The MPHA has no information on 35 other families that either were no longer eligible, evicted, or left without giving any indication of where they were relocating.

Boyd added that 373 families “were offered an opportunity to return [to public housing]. Only 37 elected to return to the new Heritage Park; 20 are African American, 14 are Southeast Asian, and three are Caucasian.” Three other single households, two Blacks and one Asian, moved into Heritage Commons, MPHA’s senior resident complex, according to Boyd.

However, a 2002 study by University of Minnesota researcher Edward Goetz reported that although the relocation helped many families move to other neighborhoods, overall it didn’t help the families improve their financial situations.

“The [relocation] policy has not adequately taken into consideration the value of the human connections that people have in the communities where public housing is located,” said local human rights attorney Peter Brown. He agrees with Gardner that public housing residents are “the forgotten people” in our society.

“They are the people that are moved about like so many jigsaw puzzles,” Brown added. “Their voices were not heard. The lives of the displaced tenants were not valued, were not seen, and the value of the existence of their community was invisible.”

“Every family [affected by the Hollman Decree] had an opportunity and was invited to move back,” Boyd argued. “But because of time, only 37 chose to move back, plus three additional persons moved into our senior development.”

Across Minnesota, 36,000 low-income people live in public housing in 210 communities; this includes 12,000 children. Most households in Minnesota public housing (around 59 percent) are White, with 30.5 percent Black, 8.8 percent Asian, 2.4 percent Latino, 1.8 percent Native American, and all others making up less than one percent.

The largest concentration of public housing units can be found in the seven-county Twin Cities area: Hennepin, Dakota, Ramsey, Carver, Washington, Anoka and Scott Counties. Due to HUD budget cuts –a statewide loss of nearly $13 million from 2002 to 2007 –the public housing crisis is real in Minnesota, says Minnesota Housing Partnership (MHP) Research and Outreach Coordinator Leigh Rosenberg.

“Most households in public housing are extremely low-income, with an average income of slightly over $12,000 [annually],” she points out. “Sixty-five percent of people in public housing either are elderly, disabled or both. We are talking about people who are not likely to earn money in the workforce anyway. We really see this as a safety-net type of housing.”

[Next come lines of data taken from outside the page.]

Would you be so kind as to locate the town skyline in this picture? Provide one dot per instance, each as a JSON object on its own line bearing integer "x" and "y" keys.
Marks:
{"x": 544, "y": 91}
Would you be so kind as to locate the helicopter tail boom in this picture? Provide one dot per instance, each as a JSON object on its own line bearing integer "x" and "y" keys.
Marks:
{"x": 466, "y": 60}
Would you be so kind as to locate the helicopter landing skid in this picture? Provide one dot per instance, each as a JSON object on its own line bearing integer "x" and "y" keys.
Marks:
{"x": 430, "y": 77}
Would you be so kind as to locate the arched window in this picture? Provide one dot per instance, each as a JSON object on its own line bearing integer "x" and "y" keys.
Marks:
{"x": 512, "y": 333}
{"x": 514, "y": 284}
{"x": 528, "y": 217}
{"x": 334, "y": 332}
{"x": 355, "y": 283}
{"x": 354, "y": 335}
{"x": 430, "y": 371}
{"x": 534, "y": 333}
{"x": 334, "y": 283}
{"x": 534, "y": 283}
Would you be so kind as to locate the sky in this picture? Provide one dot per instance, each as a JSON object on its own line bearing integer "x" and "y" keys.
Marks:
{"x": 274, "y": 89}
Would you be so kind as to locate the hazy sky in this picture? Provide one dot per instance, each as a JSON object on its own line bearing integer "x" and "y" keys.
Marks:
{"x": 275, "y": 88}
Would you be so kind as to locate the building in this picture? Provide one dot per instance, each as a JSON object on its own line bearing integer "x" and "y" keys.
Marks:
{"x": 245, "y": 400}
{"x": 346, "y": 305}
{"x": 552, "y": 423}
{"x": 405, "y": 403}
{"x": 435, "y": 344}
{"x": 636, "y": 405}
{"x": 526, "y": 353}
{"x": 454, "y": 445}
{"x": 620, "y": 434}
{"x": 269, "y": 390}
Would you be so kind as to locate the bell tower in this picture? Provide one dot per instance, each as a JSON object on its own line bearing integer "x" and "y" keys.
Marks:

According to an MHP public housing report released in May, public housing residents, one-third of whom are children, are frequently at risk for homelessness, and over 92 percent of housing authorities statewide have a waiting list.

The public housing crisis isn’t just situated in the state’s largest urban areas of Minneapolis, St. Paul and Duluth, Rosenberg pointed out. “This is not in any way just in urban areas, but it is across the state.”

Finally, the public housing crisis is a human rights issue. Housing is not a commodity, but a right, Gardner said. “It is a fundamental necessity to really living a productive life.”